White coat people take their notes and reference books and PDAs and energy bars and reflex hammers and shove them all into the various pockets of their short white coats. The very disciplined or the wildly neglectful can get away with this easily: either you pare your carry-around stuff down to an incredibly small amount of stuff, in which case your white coat can easily handle it; or you simply leave all your stuff at home and try to get by without it. (In which case you never look anything up unless you're sitting at a computer terminal, and you test your patients' reflexes by hitting them with the end of your stethoscope.)
The much more common approach is to jam your pockets full of as much stuff as you can get into them--and at my hospital, the pockets are really big, and durable. A woman at the education office said, "I had students show me how big the other hospitals' white coat pockets were, and then I went bigger." My hospital is nothing if not scrappily competitive.
Unfortunately, this creates two more problems: the gunfighter problem, and the water-carrier problem. Because there is so much stuff bulging out of your pockets, you have to walk around with your arms out, like a gunfighter, or a police officer. Also, the stuff is heavy and usually poorly-balanced, and weighs down on the doctor-in-training's shoulders and back, leading the unfortunate coat-wearer to walk around burdened as if constantly carrying water from a well.

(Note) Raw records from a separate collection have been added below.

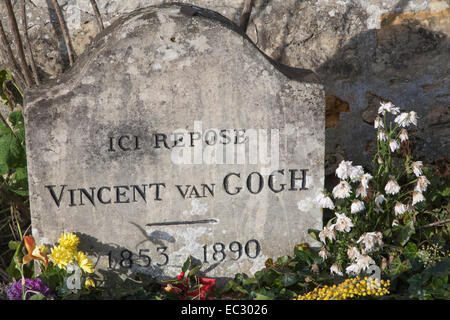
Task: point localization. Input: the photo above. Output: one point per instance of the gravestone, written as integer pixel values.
(174, 136)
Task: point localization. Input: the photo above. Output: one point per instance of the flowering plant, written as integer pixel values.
(373, 211)
(63, 268)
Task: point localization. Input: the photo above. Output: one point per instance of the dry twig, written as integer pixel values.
(15, 32)
(64, 31)
(97, 15)
(11, 61)
(245, 16)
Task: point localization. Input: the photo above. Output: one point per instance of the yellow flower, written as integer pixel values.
(69, 241)
(84, 262)
(61, 256)
(89, 283)
(350, 288)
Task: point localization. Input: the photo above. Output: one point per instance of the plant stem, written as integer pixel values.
(27, 42)
(16, 34)
(97, 15)
(64, 31)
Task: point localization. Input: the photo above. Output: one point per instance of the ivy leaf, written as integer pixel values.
(37, 296)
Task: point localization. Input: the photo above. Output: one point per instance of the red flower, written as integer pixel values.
(206, 286)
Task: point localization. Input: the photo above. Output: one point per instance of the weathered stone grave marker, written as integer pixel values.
(175, 136)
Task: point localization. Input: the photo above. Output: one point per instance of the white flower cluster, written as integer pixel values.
(403, 119)
(350, 175)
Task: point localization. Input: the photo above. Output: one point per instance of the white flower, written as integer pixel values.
(357, 206)
(378, 209)
(403, 135)
(389, 107)
(412, 117)
(343, 223)
(422, 183)
(399, 208)
(344, 169)
(353, 253)
(327, 232)
(356, 173)
(381, 135)
(402, 119)
(361, 191)
(365, 179)
(392, 187)
(335, 270)
(324, 201)
(379, 199)
(353, 269)
(364, 261)
(378, 123)
(370, 239)
(393, 145)
(323, 253)
(417, 168)
(342, 190)
(417, 197)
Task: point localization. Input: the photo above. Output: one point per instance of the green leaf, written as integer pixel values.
(410, 250)
(289, 279)
(249, 282)
(13, 245)
(403, 233)
(16, 118)
(282, 260)
(314, 234)
(37, 296)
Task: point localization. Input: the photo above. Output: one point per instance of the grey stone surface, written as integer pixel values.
(155, 71)
(393, 50)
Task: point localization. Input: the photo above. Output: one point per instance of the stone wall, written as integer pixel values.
(365, 51)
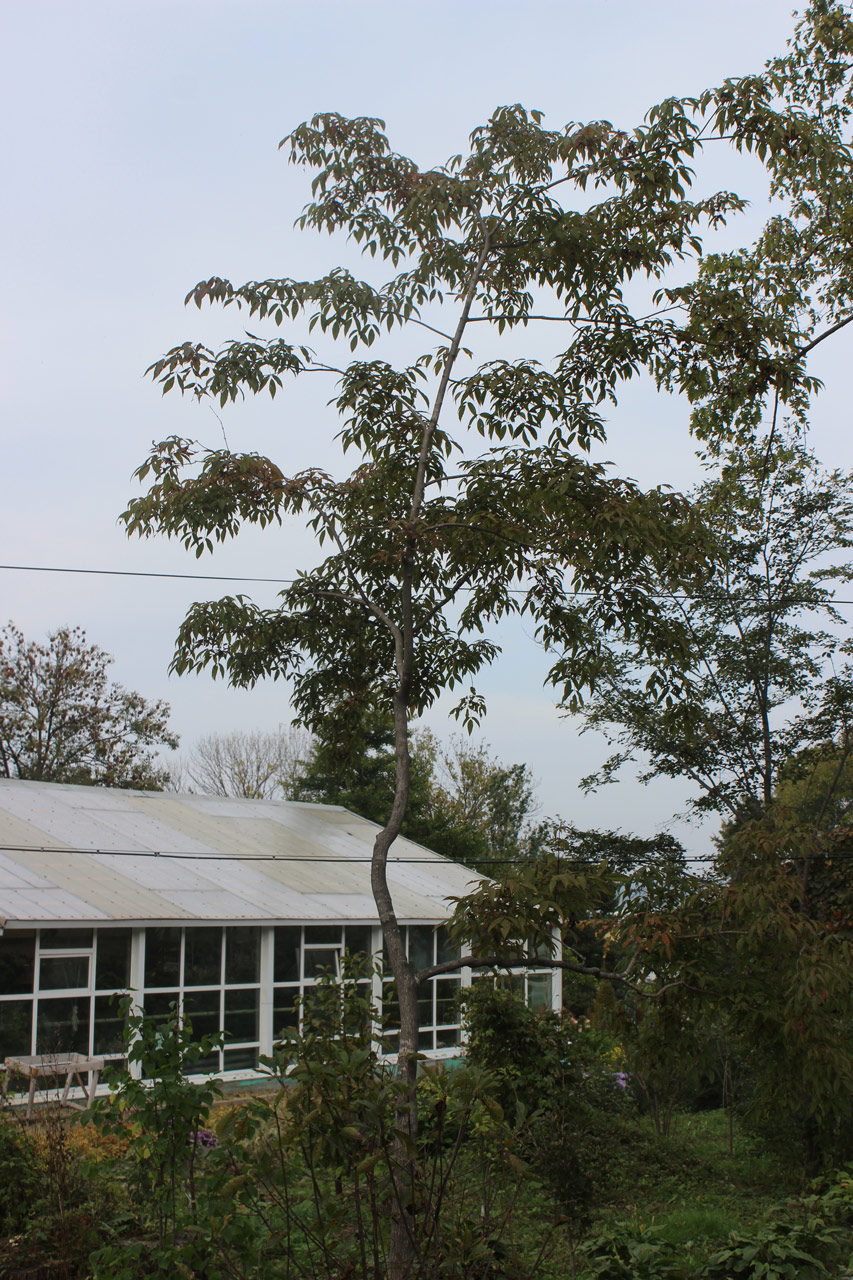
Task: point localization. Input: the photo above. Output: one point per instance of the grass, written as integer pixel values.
(688, 1188)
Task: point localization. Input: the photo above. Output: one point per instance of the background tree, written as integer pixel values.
(63, 721)
(770, 694)
(463, 801)
(246, 763)
(425, 554)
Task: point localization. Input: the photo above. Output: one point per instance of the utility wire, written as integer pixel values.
(288, 581)
(284, 858)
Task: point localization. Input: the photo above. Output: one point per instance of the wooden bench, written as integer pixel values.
(58, 1064)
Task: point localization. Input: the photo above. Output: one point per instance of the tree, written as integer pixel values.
(770, 693)
(63, 721)
(429, 540)
(489, 798)
(463, 803)
(252, 764)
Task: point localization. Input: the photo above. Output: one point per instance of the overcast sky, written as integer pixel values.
(140, 156)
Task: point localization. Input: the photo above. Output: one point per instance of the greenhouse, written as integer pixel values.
(229, 909)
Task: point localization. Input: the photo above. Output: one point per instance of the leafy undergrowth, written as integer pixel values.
(687, 1193)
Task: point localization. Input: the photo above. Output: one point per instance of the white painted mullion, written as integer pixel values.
(267, 999)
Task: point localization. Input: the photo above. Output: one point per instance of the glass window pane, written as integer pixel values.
(286, 1011)
(158, 1006)
(59, 973)
(16, 1028)
(320, 960)
(63, 1025)
(445, 949)
(242, 954)
(323, 933)
(357, 938)
(64, 940)
(286, 961)
(241, 1059)
(203, 958)
(162, 958)
(109, 1027)
(447, 1000)
(203, 1010)
(242, 1014)
(422, 946)
(113, 960)
(206, 1065)
(389, 1006)
(17, 963)
(539, 991)
(425, 1006)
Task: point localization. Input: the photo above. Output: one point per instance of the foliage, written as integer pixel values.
(804, 1238)
(463, 801)
(63, 721)
(315, 1161)
(433, 538)
(19, 1180)
(630, 1256)
(167, 1114)
(252, 764)
(770, 691)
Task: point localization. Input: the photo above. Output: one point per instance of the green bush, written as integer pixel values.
(19, 1183)
(641, 1255)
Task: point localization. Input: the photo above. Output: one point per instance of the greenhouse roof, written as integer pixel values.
(100, 855)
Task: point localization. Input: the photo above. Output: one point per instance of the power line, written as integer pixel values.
(288, 581)
(135, 572)
(302, 858)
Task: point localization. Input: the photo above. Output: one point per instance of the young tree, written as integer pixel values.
(430, 540)
(63, 721)
(770, 694)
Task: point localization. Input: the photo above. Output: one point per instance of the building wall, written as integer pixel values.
(58, 984)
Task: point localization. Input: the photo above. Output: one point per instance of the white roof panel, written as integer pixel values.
(95, 854)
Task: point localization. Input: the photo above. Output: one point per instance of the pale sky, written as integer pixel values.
(140, 156)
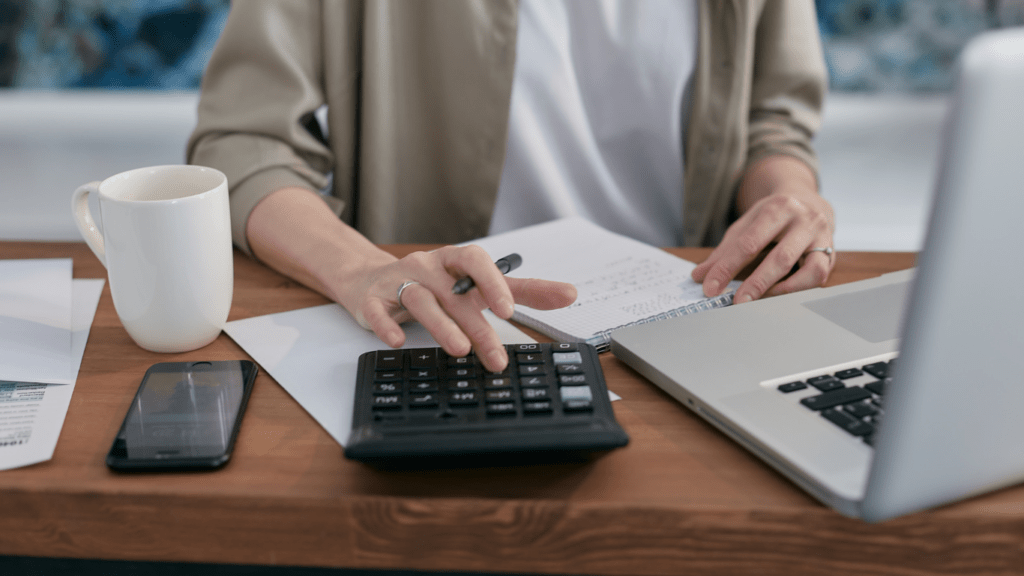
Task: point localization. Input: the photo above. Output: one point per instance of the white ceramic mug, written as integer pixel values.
(164, 235)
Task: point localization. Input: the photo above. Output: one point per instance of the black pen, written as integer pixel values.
(506, 264)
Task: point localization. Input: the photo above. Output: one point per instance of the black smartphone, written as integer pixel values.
(185, 415)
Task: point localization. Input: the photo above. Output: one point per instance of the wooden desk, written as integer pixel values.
(680, 498)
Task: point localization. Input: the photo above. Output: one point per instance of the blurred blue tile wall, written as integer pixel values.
(115, 44)
(870, 45)
(904, 45)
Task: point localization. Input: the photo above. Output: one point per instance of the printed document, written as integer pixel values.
(35, 321)
(33, 413)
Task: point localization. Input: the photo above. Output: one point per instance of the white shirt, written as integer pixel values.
(599, 105)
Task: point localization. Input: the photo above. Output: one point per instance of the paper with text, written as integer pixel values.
(32, 414)
(620, 281)
(35, 320)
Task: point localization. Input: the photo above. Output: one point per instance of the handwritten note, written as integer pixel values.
(620, 281)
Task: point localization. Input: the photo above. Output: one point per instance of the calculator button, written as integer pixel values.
(529, 358)
(501, 409)
(578, 406)
(463, 373)
(530, 370)
(567, 358)
(423, 401)
(456, 385)
(497, 382)
(423, 358)
(389, 361)
(464, 361)
(392, 402)
(537, 407)
(569, 368)
(527, 348)
(535, 381)
(535, 394)
(423, 386)
(387, 387)
(499, 396)
(463, 399)
(576, 393)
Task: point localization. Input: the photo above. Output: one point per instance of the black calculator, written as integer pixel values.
(422, 403)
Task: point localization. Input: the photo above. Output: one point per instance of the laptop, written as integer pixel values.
(925, 367)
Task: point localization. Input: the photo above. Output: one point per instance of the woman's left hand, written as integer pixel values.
(780, 205)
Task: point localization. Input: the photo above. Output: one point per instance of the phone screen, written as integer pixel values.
(184, 415)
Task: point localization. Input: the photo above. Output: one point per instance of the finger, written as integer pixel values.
(377, 318)
(734, 253)
(542, 294)
(474, 262)
(484, 339)
(422, 304)
(776, 264)
(812, 274)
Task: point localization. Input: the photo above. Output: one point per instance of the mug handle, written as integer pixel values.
(83, 219)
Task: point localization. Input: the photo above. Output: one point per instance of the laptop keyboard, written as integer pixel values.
(850, 398)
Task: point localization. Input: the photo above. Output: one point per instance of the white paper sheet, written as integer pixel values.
(313, 354)
(32, 414)
(36, 321)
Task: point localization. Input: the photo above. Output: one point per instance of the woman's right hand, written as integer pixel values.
(456, 321)
(294, 232)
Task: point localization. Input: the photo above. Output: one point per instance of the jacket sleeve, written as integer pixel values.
(790, 82)
(259, 92)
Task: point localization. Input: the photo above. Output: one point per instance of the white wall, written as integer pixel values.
(878, 158)
(51, 142)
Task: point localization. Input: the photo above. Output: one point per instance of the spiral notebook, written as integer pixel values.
(621, 281)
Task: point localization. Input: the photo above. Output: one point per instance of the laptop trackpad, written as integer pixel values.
(873, 315)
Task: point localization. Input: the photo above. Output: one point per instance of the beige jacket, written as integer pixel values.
(418, 96)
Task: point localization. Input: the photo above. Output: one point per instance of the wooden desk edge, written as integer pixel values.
(126, 521)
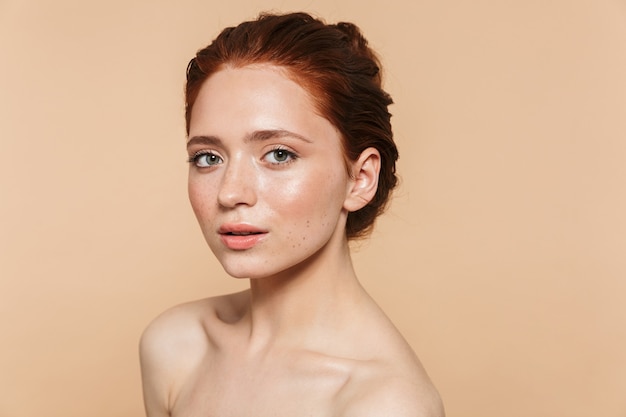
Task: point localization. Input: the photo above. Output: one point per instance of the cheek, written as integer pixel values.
(199, 197)
(313, 197)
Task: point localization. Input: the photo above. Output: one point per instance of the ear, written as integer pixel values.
(364, 182)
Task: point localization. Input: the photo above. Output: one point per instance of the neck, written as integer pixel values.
(300, 303)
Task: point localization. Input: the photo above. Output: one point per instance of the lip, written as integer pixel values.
(241, 236)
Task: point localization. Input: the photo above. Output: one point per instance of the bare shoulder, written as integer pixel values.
(174, 343)
(392, 381)
(396, 395)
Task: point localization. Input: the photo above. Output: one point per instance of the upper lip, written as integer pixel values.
(239, 229)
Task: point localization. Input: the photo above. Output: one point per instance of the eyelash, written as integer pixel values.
(292, 156)
(193, 159)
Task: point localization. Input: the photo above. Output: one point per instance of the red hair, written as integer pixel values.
(338, 69)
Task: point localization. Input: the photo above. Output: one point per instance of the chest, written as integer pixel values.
(258, 389)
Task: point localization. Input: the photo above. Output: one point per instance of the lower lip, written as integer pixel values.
(239, 242)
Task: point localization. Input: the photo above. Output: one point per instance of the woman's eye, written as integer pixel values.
(279, 156)
(204, 160)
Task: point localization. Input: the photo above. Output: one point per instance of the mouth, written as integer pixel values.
(238, 229)
(241, 236)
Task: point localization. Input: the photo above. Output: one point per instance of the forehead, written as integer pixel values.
(254, 97)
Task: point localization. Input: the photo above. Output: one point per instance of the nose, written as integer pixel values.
(238, 185)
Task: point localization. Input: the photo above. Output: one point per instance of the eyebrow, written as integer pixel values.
(256, 136)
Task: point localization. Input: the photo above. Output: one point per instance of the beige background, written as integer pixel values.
(502, 259)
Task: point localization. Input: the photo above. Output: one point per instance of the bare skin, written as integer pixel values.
(305, 339)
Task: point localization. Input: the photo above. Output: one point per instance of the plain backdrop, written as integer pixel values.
(502, 258)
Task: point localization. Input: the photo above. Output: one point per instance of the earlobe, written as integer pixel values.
(365, 180)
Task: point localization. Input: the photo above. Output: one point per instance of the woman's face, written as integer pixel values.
(267, 177)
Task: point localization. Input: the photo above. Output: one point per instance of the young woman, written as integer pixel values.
(291, 156)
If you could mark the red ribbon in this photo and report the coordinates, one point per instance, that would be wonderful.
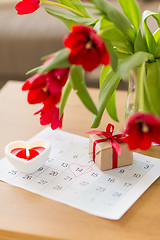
(108, 134)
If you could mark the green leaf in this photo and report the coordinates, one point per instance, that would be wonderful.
(108, 86)
(113, 34)
(77, 82)
(65, 94)
(133, 61)
(113, 55)
(116, 17)
(79, 6)
(111, 108)
(59, 61)
(153, 85)
(105, 70)
(151, 43)
(132, 11)
(69, 19)
(34, 70)
(157, 35)
(139, 44)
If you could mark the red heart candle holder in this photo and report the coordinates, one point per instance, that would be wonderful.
(27, 157)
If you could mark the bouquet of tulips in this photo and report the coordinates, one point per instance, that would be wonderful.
(103, 36)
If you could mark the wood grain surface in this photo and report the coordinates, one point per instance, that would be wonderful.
(27, 216)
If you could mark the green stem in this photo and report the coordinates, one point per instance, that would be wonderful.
(141, 87)
(62, 6)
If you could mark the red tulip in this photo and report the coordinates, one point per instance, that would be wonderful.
(27, 6)
(87, 48)
(142, 129)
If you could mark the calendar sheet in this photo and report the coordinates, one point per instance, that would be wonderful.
(71, 177)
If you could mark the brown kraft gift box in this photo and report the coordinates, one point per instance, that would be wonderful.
(104, 153)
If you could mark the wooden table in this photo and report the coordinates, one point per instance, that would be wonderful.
(27, 216)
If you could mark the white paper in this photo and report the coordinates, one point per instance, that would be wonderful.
(71, 177)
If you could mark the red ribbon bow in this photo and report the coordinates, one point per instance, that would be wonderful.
(113, 141)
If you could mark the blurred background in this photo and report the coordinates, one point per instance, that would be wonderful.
(25, 39)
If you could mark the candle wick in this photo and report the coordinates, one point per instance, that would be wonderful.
(27, 152)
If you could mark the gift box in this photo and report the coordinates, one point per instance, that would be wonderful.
(104, 153)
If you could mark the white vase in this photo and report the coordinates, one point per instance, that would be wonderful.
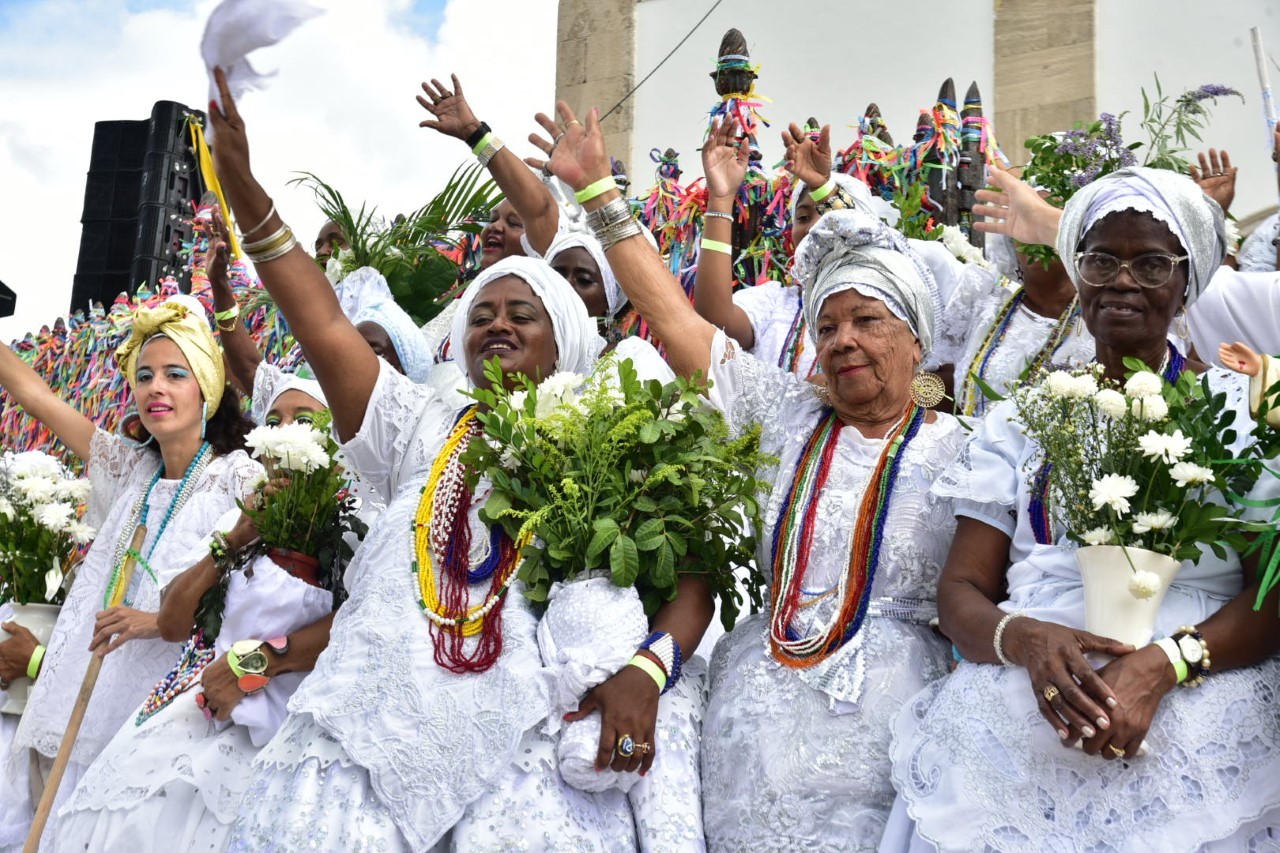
(39, 619)
(1110, 609)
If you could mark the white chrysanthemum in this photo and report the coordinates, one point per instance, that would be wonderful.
(1098, 536)
(1112, 491)
(1143, 584)
(1111, 402)
(1143, 384)
(1168, 448)
(1157, 520)
(1191, 474)
(55, 516)
(81, 533)
(1060, 383)
(1151, 409)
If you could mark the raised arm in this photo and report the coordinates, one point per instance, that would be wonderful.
(240, 352)
(343, 363)
(39, 400)
(725, 167)
(526, 194)
(580, 160)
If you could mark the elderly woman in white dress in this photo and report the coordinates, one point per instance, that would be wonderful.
(411, 733)
(188, 471)
(795, 748)
(984, 758)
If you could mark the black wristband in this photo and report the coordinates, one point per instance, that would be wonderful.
(474, 140)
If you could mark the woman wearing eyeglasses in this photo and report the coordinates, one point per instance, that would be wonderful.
(986, 758)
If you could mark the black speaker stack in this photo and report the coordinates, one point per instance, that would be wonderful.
(142, 181)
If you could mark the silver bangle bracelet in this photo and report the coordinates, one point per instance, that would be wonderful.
(997, 639)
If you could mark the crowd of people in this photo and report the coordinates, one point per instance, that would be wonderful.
(920, 676)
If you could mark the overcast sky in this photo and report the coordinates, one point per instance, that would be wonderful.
(342, 106)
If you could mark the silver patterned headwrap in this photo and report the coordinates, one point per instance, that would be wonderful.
(1174, 199)
(854, 250)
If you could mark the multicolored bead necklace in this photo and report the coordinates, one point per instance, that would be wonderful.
(442, 527)
(970, 400)
(1038, 505)
(794, 532)
(138, 515)
(196, 655)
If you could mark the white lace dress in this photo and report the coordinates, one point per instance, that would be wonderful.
(978, 769)
(967, 320)
(385, 751)
(799, 758)
(120, 473)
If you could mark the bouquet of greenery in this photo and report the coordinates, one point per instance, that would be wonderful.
(41, 532)
(1146, 464)
(608, 471)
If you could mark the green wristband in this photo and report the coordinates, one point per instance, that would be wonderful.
(654, 671)
(33, 664)
(594, 190)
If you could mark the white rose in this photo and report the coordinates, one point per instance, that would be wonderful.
(1111, 402)
(1143, 584)
(1191, 474)
(1159, 520)
(1144, 384)
(1112, 491)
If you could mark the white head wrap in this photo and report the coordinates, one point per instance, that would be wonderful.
(1173, 199)
(577, 343)
(406, 337)
(854, 250)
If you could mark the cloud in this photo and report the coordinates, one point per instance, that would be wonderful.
(341, 105)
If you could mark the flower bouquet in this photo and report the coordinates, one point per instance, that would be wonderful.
(41, 534)
(624, 484)
(1144, 475)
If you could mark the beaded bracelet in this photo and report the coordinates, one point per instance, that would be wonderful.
(997, 639)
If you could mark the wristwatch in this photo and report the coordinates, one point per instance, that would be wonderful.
(248, 661)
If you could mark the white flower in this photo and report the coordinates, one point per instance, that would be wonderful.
(81, 533)
(1098, 536)
(1112, 491)
(1060, 383)
(54, 516)
(1191, 474)
(1143, 584)
(1159, 520)
(1143, 384)
(1169, 448)
(1111, 402)
(1151, 409)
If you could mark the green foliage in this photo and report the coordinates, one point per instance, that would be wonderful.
(609, 473)
(408, 250)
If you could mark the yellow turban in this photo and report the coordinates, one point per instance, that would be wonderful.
(186, 327)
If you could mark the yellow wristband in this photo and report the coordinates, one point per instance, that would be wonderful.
(33, 664)
(823, 191)
(594, 190)
(654, 671)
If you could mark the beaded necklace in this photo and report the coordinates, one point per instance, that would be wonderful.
(442, 527)
(792, 542)
(970, 398)
(138, 515)
(1037, 506)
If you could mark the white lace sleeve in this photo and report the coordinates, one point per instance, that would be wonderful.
(112, 460)
(982, 483)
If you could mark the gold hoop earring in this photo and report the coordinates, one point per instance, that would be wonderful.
(927, 389)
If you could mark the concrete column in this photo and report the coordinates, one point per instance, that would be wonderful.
(1045, 69)
(595, 63)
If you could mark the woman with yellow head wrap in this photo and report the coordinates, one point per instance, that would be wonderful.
(182, 470)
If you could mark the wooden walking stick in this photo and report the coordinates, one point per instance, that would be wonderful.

For these reasons I've almost always been a bag person. But my bags are usually too big. For instance, I have a big black messenger bag that can carry a whole desk inside of it, and I'm a little bit of a pack rat, so that by the end of a rotation the bag usually does actually have about as much in it as my desk at home has on it. That means that the bags are heavy, and therefore they solve only the gunfighter problem but not the water-carrier problem.
Worse still, I'm constantly having to leave the bags in places like underneath desks in nursing stations, or in call rooms, because I need to go do something where I don't want the extra weight. Or I take the bags off when I'm examining patients, in which case I end up leaving the bags in patients' rooms. Having to come back into a patient's room to retrieve my stuff is a little embarrassing; it seems like a pretty amateur move, and not very confidence-inspiring, especially in terms of my confidence in myself if not for my patients' confidence in me.
I saw an intern this spring with a bag that seemed to solve these problems. Small enough to keep with him, large enough to carry the right amount of stuff, it looked just right. I asked him where he'd got it; and today, I chose this bag as my version of it.
Afterwards, I kept looking at the bag; looking inside it again to think about what I would put in its pockets; zipping and unzipping its various compartments. I would be able to put private personal things in private personal places, my notes in easily accessible places, and my reflex hammer somewhere handy. I could carry my medicine manual and my energy bars and my headache medicine and a little bottle of water. But the bag won't carry more than that--so I don't think I'll be able to jam it so full of stuff that it will become unwieldy and impossibly heavy, like most of my other bags.
I was so in love with my bag that it became clear that my love had gone far beyond the bag itself. My bag had become my metaphor: it would give me organization, control, and my own little secure space within the hospital, even if it is only about 9 inches by 12 inches by 4 inches. Seeing all of these things in my bag, I realized not only why I loved my bag--or at least, the idea of my bag--but also what I had been fearing the most about internship. I fear becoming disorganized; losing control; and never having a space of my own. The first two might harm my patients; the third will make me crazy. Until now. Now I have my bag. Now I need not fear, and I will not. Because fear is the mindkiller.